# Homework 1 - Data Structures and Sorting


## Due: Friday, January 19, 2018,  11:59:00pm

### Submission instructions
After completing this homework, you will turn in two files via Canvas ->  Assignments -> Homework 1:
Your Notebook, named si330-hw1-YOUR_UNIQUE_NAME.ipynb and
the HTML file, named si330-hw1-YOUR_UNIQUE_NAME.html

### Name:  Dingan Chen
### Uniqname: dinganc
### People you worked with:  "I worked by myself"

## Objectives
After completing this homework assignment, you should know how to
* use compound data structures
* perform simple and complex sorting
* use lambda functions

In addition, this assignment will provide an opportunity to work with a large (100,000 row) data set.

## Background

Massive Open Online Courses (MOOCs) are a popular way for people to learn new skills.  The University of Michigan
offers many different MOOCs, which are produced by faculty members and supported by the Office of Academic 
Innovation.

MOOCs tend to be used by hundreds to hundreds of thousands of users.  These users leave "digital exhaust" when
they work through the MOOC in the form of web server log entries.  We have obtained a small sample of these data
files from Prof. Chris Brooks, who is a colleague here at UMSI.  The data files are de-identified: anything
that could identify a person, such as their UMID or their IP address are "hashed" (encrypted).  Each line in the
data file represents a "page view" by a user.  The schema for each line is:

```umich_user_id, hashed_session_cookie_id, server_timestamp, hashed_ip, user_agent, url, initial_referrer_url, rowser_language, course_id, country_cd, region_cd, timezone, os, browser, key, value```

Of note is the ```UMICH_USER_ID```, which identifies each user, and ```HASHED_SESSION_COOKIE_ID``` which identifies a session.
Sessions are important:  they represent a collection of pageviews between the time that a user logs in and,
usually, when they log out.

We've already used the "mooc_small.csv" file in our lab.  We recommend that you continue to use that file for your
development work and then switch to the "mooc_big.csv" file (which contains 100,000 lines of data) for your
final analysis.  **Note that you must use the mooc_big.csv file for the work you submit.** 

In the lab, we went through the motions of some manipulation of the MOOC log data.  For this assignment, we'll be
asking three real-world questions:

1. How many different countries (based on ```COUNTRY_CD```) are represented in the data file?
2. Which countries do most of the page views come from?
3. For people accessing the MOOC from the US, what is the average number of page views per session?

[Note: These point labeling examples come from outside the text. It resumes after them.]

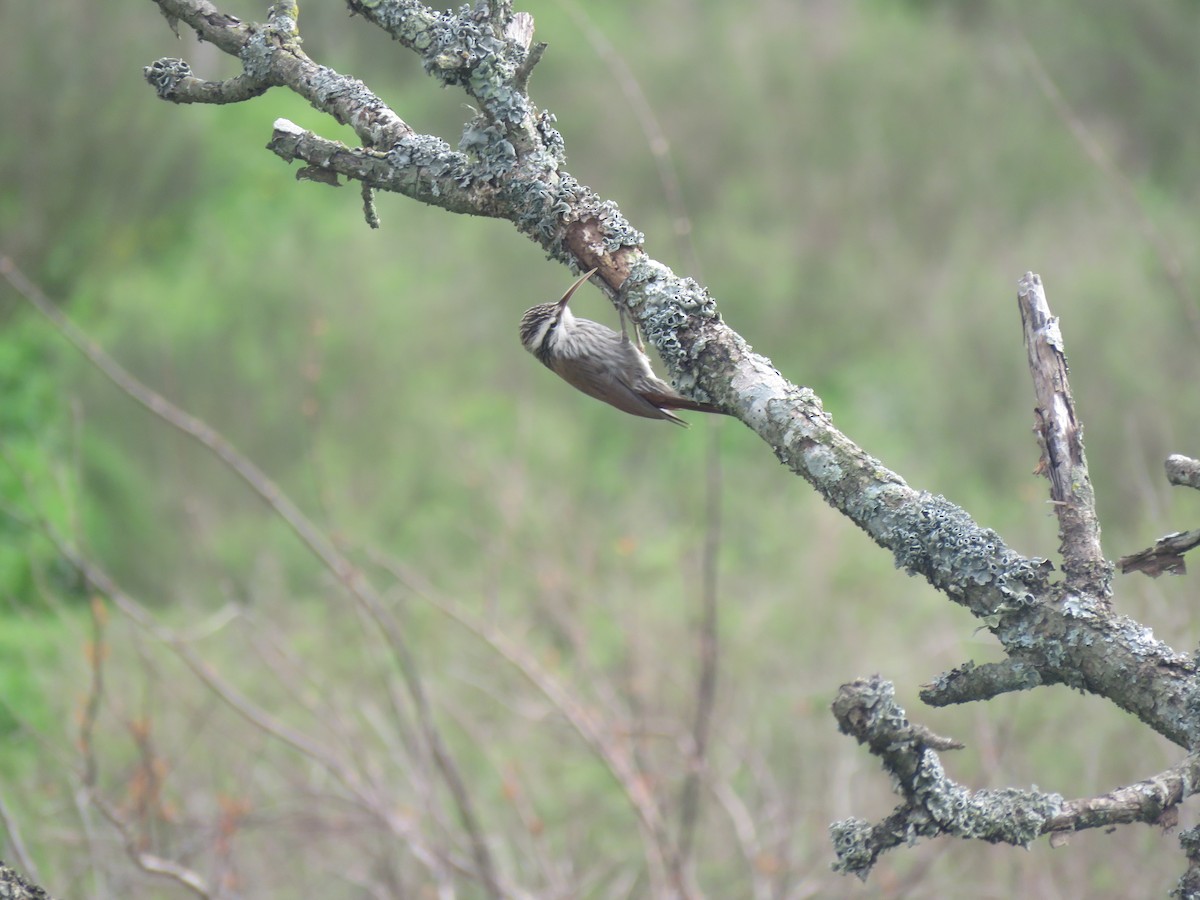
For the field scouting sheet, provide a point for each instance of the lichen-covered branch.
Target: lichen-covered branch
(1167, 553)
(509, 165)
(935, 805)
(969, 682)
(1061, 438)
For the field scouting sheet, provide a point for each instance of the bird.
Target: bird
(599, 361)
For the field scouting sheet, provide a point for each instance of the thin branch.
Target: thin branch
(313, 538)
(1167, 556)
(615, 755)
(935, 805)
(1125, 187)
(1061, 438)
(971, 682)
(1183, 471)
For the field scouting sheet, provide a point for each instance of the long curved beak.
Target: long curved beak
(567, 297)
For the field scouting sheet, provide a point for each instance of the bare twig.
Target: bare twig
(1167, 556)
(1183, 471)
(313, 538)
(1061, 438)
(595, 733)
(936, 805)
(1168, 258)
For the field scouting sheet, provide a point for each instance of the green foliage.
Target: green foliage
(865, 185)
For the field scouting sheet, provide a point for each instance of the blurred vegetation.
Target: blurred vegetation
(865, 184)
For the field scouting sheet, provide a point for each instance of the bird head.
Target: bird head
(540, 324)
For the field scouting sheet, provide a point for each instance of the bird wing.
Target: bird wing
(599, 382)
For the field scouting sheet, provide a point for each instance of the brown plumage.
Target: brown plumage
(599, 361)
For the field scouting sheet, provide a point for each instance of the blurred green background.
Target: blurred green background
(864, 184)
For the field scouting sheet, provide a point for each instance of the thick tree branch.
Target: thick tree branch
(935, 805)
(509, 165)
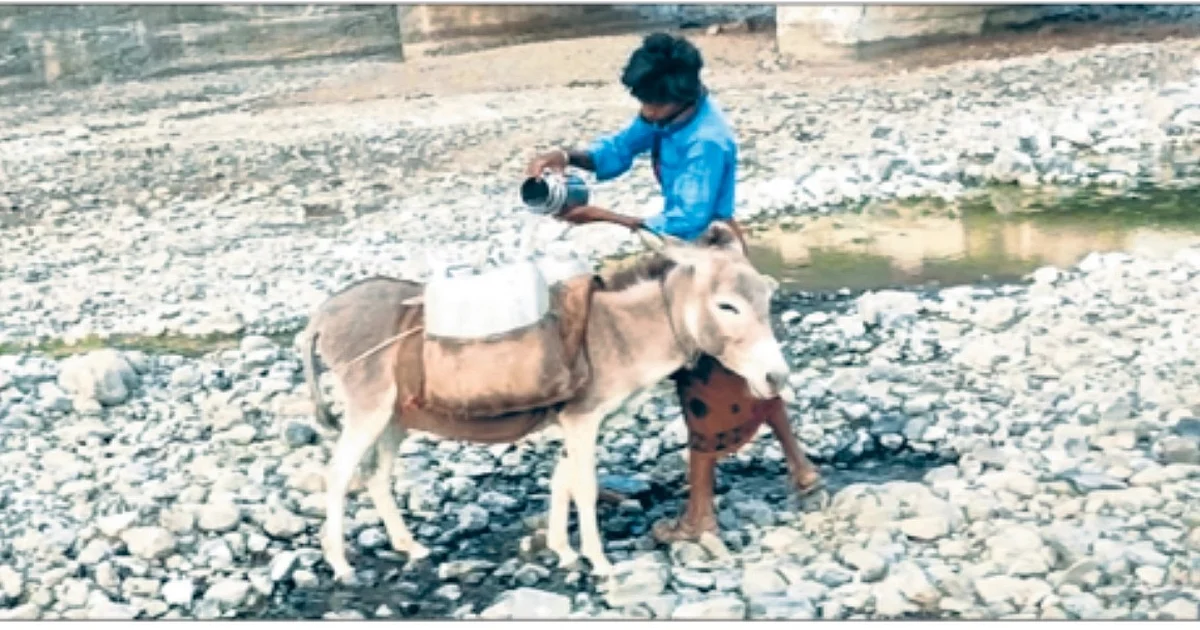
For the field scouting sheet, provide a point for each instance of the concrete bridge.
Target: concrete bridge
(87, 43)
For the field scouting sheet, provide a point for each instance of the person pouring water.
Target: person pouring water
(694, 155)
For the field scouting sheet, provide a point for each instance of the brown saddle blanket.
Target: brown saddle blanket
(535, 367)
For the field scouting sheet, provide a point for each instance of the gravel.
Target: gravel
(1036, 443)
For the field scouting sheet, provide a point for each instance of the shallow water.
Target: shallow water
(1000, 237)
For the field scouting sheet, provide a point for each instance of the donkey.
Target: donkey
(679, 303)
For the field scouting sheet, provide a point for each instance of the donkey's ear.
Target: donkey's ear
(720, 237)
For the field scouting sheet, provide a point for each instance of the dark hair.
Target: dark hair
(664, 70)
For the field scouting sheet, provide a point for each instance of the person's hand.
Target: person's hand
(591, 214)
(583, 214)
(551, 160)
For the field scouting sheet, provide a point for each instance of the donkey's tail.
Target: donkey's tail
(309, 360)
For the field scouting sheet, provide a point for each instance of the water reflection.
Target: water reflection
(911, 246)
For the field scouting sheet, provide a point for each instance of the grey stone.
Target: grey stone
(149, 543)
(925, 527)
(101, 376)
(283, 525)
(299, 435)
(228, 593)
(528, 604)
(724, 607)
(762, 581)
(635, 581)
(179, 592)
(219, 517)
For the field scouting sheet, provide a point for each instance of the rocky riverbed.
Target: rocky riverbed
(1038, 443)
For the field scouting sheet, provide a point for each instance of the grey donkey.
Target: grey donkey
(645, 323)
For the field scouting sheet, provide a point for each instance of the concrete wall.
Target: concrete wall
(439, 29)
(847, 31)
(87, 43)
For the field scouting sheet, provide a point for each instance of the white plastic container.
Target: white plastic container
(491, 303)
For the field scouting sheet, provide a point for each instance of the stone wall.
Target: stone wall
(438, 29)
(88, 43)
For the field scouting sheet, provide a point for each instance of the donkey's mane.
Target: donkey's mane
(653, 267)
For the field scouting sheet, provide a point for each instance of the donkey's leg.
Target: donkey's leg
(379, 486)
(361, 429)
(805, 477)
(580, 432)
(700, 515)
(557, 539)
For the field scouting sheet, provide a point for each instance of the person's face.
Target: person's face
(661, 114)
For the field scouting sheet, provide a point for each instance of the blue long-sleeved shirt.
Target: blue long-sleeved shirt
(696, 168)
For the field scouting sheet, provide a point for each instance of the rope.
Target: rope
(378, 347)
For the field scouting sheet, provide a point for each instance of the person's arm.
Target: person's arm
(690, 204)
(609, 156)
(612, 156)
(592, 214)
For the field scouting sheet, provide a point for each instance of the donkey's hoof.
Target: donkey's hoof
(567, 557)
(600, 567)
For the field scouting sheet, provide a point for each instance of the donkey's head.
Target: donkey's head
(721, 305)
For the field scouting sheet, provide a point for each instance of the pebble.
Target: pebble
(528, 604)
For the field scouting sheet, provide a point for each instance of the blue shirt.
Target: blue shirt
(696, 168)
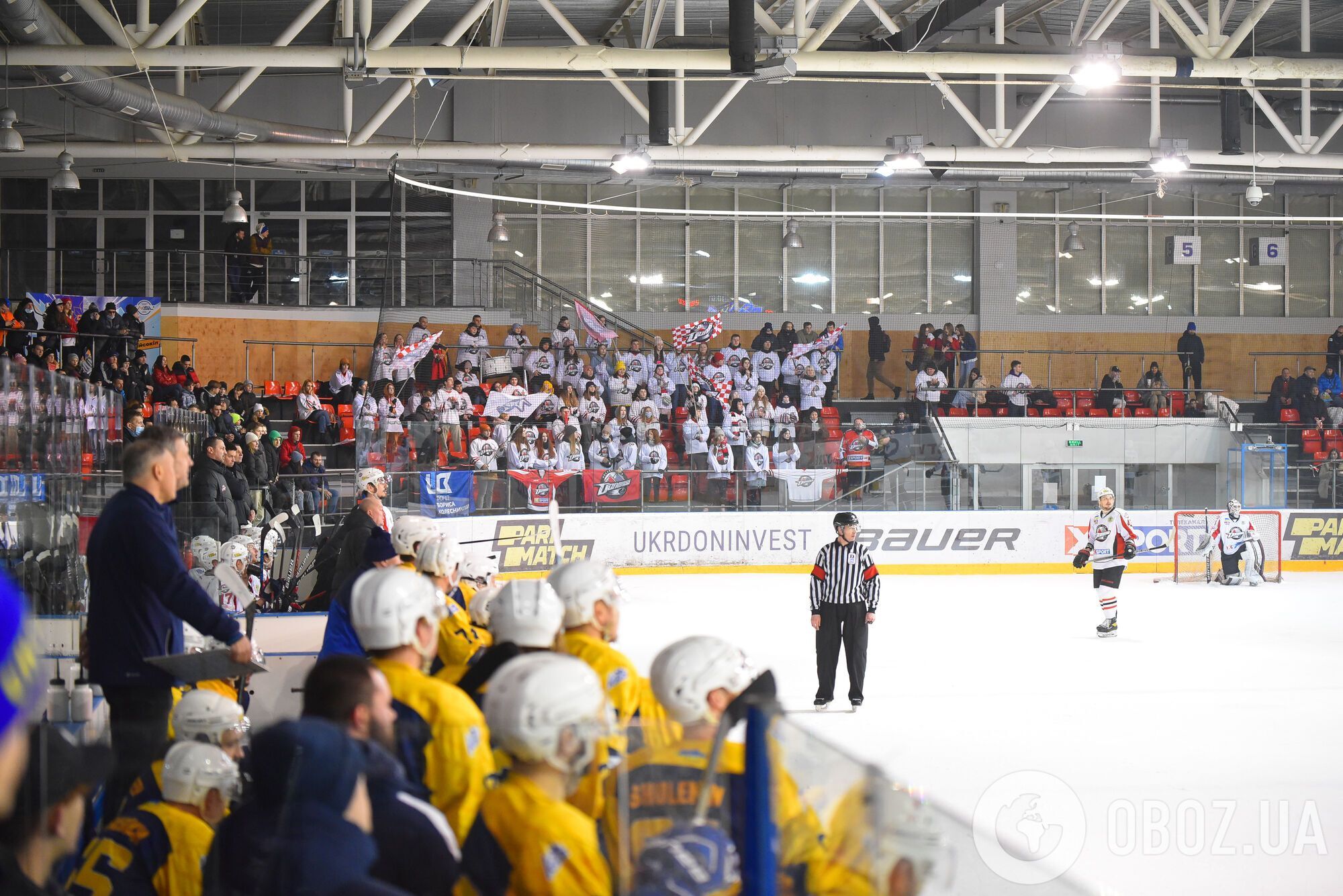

In addition to the MOOC data file, you're also going to use a file called ```countrycodes.tsv``` to map
2-digit country codes to the full name of the country.  Why?  Because not everyone knows that PF is 
"French Polynesia".

The rest of the notebook contains specific steps that you need to follow and complete.  Places where you need to 
do something are indicated in <font color="magenta">magenta</font>.

First, let's load up the ```csv``` library; we're going to need it to read the comma- and tab-separated 
values files.

In [1]:
import csv
from collections import defaultdict

#### Step 1. Import the data

You'll load the data from the two files ```mooc_big.csv``` and ```countrycodes.tsv``` into two separate 
data structures. 

Let's start with ```countrycodes.tsv```.  Remember, we're going to use that file to map from the 
2-digit country code to the country name (e.g. from "CA" to "Canada").  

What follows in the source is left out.